Responding to public comments showing widespread reluctance to set ICANN free of the US Government before it improves its accountability and transparency, ICANN issued a call today for public comment on developing transparent and accountable management operating principles (MOPs) for possible adoption in to its Strategic Plan. The organization hopes to start setting “new standards for interactions within the ICANN community and between members of the community and staff” by soliciting responses to a set of questions defining accountability and transparency in the ICANN context. IGP welcomes the effort and hope it comes to fruition. But is it anything more than PR? A short, two-week comment period and ICANN management's apparent belief that they are going to settle on the right principles by early December (!) can only fuel doubts about the sincerity and depth of this effort.

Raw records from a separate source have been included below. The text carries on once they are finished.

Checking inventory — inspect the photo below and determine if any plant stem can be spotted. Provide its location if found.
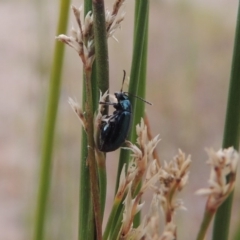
[84,68,102,240]
[103,199,121,240]
[212,0,240,240]
[34,0,70,240]
[78,0,97,240]
[92,0,109,224]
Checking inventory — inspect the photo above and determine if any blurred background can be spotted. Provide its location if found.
[0,0,240,240]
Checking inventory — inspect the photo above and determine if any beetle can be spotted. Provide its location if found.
[98,71,150,152]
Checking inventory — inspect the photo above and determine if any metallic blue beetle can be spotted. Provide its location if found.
[98,71,152,152]
[98,90,132,152]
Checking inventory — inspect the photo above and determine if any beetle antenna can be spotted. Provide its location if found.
[120,70,126,92]
[124,92,152,105]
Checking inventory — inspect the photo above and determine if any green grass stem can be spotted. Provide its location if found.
[212,0,240,240]
[33,0,70,240]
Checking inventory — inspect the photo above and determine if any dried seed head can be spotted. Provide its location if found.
[56,0,124,68]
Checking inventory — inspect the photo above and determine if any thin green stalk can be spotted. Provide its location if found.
[114,0,149,232]
[109,208,123,240]
[212,1,240,240]
[92,0,109,223]
[34,0,70,240]
[115,0,149,193]
[96,150,107,220]
[78,0,97,240]
[103,201,121,240]
[131,0,149,227]
[84,68,102,240]
[92,0,109,96]
[212,0,240,240]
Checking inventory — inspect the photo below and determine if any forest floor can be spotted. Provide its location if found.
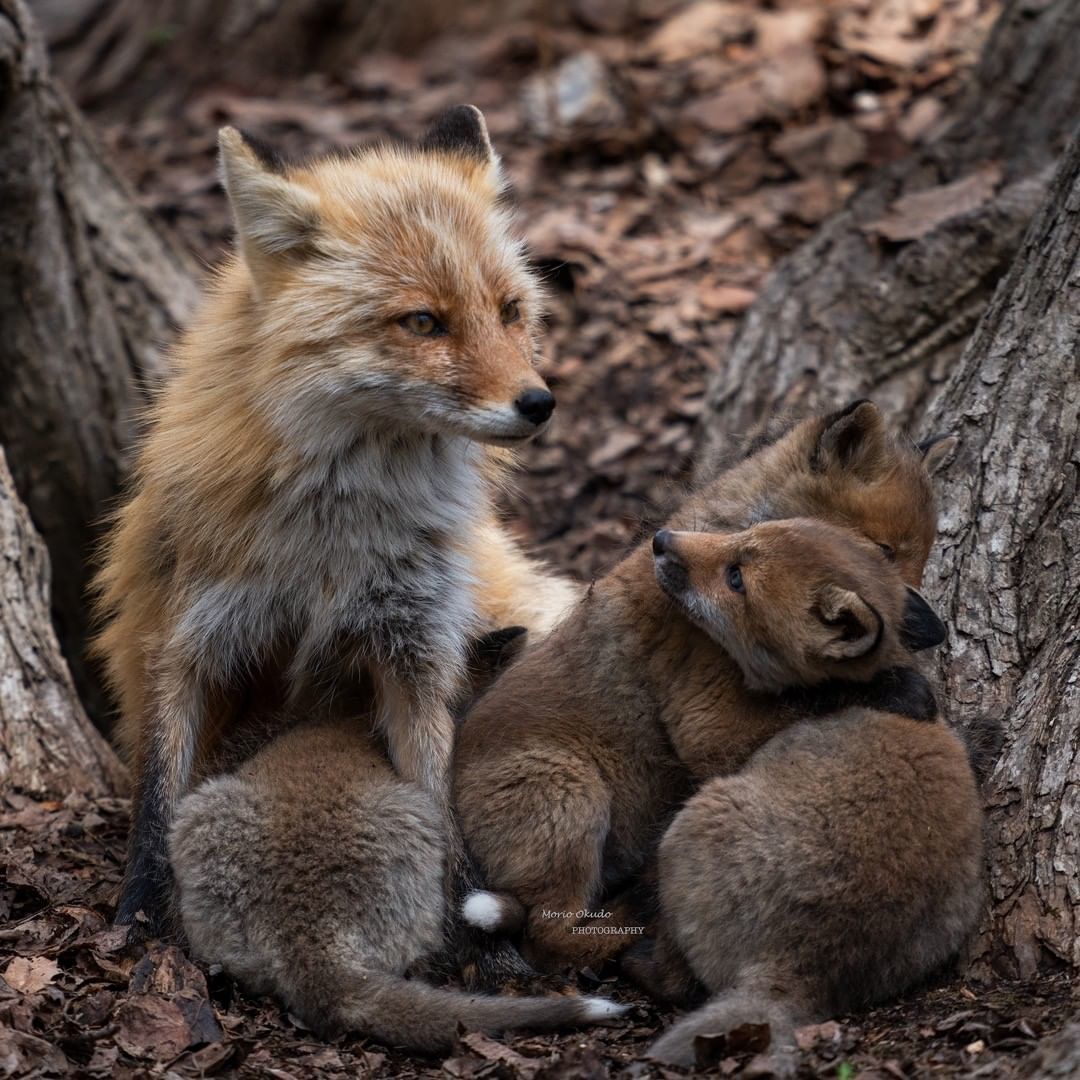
[0,0,1080,1080]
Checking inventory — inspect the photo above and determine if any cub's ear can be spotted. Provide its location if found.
[218,127,319,270]
[900,585,945,652]
[915,435,960,476]
[811,399,886,477]
[814,585,885,660]
[420,105,499,165]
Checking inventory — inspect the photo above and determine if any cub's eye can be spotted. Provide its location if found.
[727,563,746,593]
[397,311,446,337]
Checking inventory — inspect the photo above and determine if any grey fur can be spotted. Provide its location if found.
[170,720,621,1052]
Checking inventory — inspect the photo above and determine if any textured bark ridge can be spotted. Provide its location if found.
[33,0,481,109]
[0,0,197,714]
[699,0,1080,472]
[0,450,124,795]
[923,130,1080,976]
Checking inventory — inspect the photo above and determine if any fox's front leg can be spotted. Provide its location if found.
[377,673,454,815]
[116,664,207,936]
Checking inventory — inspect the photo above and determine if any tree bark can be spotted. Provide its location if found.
[0,0,197,716]
[33,0,529,111]
[699,0,1080,475]
[0,442,124,795]
[923,128,1080,977]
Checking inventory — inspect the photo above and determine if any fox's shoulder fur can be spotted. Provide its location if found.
[97,107,576,933]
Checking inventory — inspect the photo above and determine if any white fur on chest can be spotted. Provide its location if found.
[177,437,487,679]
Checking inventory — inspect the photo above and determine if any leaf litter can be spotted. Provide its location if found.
[0,0,1077,1080]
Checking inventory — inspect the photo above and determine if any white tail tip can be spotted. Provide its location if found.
[461,889,502,933]
[581,998,630,1020]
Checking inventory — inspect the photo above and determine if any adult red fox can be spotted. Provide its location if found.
[97,106,577,931]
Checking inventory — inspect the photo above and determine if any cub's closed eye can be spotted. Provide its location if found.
[397,311,446,337]
[726,563,746,593]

ICANN's accountability constitutes a major global political problem that may require institutional innovations. Oversight is currently provided unilaterally by the U.S.; outside of Washington DC few people like this arrangement, but few are enthusiastic about replacing it with a multi-lateral governmental oversight. Privatization is another option, but the feasibility of that hinges on finding some external accountability mechanisms (e.g., a real independent review, or legal checks and balances) as well as improved internal accountability (e.g., having Board members elected by the public instead of self-selected). This problem will not be solved by issuing “MOPs”. As for transparency, we propose as a starter some background research into the U.S. Administrative Procedures Act done by Michael Froomkin that highlights some best practices and safeguards.